The Augarten Porzellanmanufaktur (Augarten Porcelain factory) has its headquarters in the former Garden Hall of the Augarten. The production facility remains here as well. Augarten was the premium brand of Viennese porcelain, nearly as famous as the world-renowned Goldscheider ceramics factory which was managed by the Goldscheider family.

The studio of the artist Gustinus Ambrosi was established in 1995 inside the formal English garden. In addition to a large sculpture garden there is also the Gustinus Ambrosi Museum, dedicated to the artist's work. The former house and studio are known today as the Augarten Contemporary, a branch of the Österreichische Gallerie Belvedere.

Since 1997, the Filmarchiv Austria has been housed in revitalized buildings previously designated as the cooks' quarters, stables, and general side buildings and outhouses.

The Haus Augarten, a senior citizens' home, opened in the grounds of the park in 1975. Directly next to it is the Café Haus Augarten.

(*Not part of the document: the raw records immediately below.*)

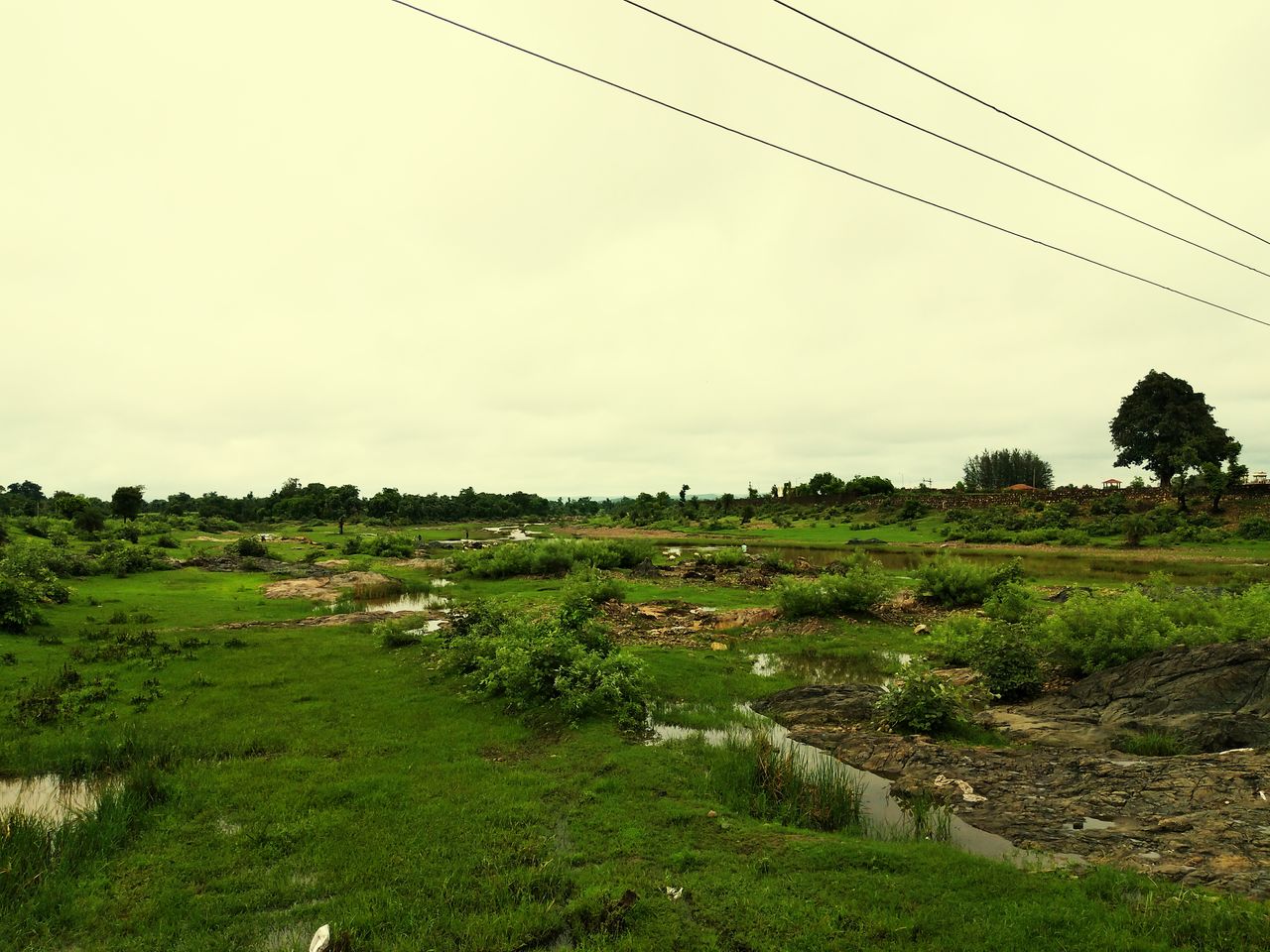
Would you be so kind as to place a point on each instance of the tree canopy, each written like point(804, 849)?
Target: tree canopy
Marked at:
point(997, 468)
point(1166, 426)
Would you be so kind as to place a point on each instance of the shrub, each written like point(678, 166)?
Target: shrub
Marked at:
point(19, 606)
point(921, 702)
point(860, 588)
point(1255, 527)
point(1087, 634)
point(248, 547)
point(1007, 658)
point(1010, 602)
point(547, 664)
point(955, 581)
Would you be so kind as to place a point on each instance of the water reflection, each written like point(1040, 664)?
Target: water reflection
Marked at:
point(49, 797)
point(885, 817)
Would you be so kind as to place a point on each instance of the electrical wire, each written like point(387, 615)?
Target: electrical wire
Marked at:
point(943, 139)
point(1019, 119)
point(824, 164)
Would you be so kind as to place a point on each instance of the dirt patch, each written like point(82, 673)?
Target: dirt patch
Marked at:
point(427, 563)
point(326, 621)
point(679, 624)
point(326, 589)
point(1201, 819)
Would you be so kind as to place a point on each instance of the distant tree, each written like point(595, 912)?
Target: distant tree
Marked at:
point(23, 498)
point(826, 484)
point(1169, 428)
point(870, 486)
point(127, 500)
point(997, 468)
point(344, 502)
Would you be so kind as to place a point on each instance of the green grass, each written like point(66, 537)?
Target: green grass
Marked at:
point(314, 777)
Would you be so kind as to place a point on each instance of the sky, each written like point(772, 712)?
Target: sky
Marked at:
point(345, 243)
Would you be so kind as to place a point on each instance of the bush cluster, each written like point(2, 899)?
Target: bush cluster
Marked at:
point(564, 664)
point(956, 583)
point(860, 587)
point(922, 702)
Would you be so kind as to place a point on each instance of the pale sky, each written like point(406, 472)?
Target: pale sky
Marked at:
point(341, 241)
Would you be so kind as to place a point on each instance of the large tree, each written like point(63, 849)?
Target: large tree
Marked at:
point(127, 502)
point(1167, 428)
point(997, 468)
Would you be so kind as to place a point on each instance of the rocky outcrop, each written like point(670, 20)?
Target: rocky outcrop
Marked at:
point(1213, 697)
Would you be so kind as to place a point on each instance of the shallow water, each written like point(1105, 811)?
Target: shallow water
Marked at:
point(49, 797)
point(885, 817)
point(1066, 566)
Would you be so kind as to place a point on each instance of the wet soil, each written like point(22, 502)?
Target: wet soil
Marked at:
point(1198, 819)
point(326, 588)
point(677, 624)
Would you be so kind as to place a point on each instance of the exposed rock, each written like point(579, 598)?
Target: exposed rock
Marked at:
point(1213, 697)
point(1201, 819)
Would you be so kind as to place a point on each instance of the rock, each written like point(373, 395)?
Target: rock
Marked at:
point(1213, 697)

The Lauder Chabad campus, constructed in 1998, houses a pre-school, a kindergarten, a primary and middle schools, and a nursery. In addition, the campus has its own teaching academy and a synagogue.

Further features include:

- Gen III Flak and control towers.
- Four sports fields, intensively used particularly by students, especially since many schools do not have their own sports facilities.
- A family swimming pool, which is free to under-15s, and to which adults may only gain access as chaperones or parents (€2).
- A small church, the parish of Mother of God.
- Numerous playgrounds.
- A football cage.
- Several free table tennis tables.
- Two zones for dogs.
- Several reserve gardens for the raising of plants needed for garden design and maintenance.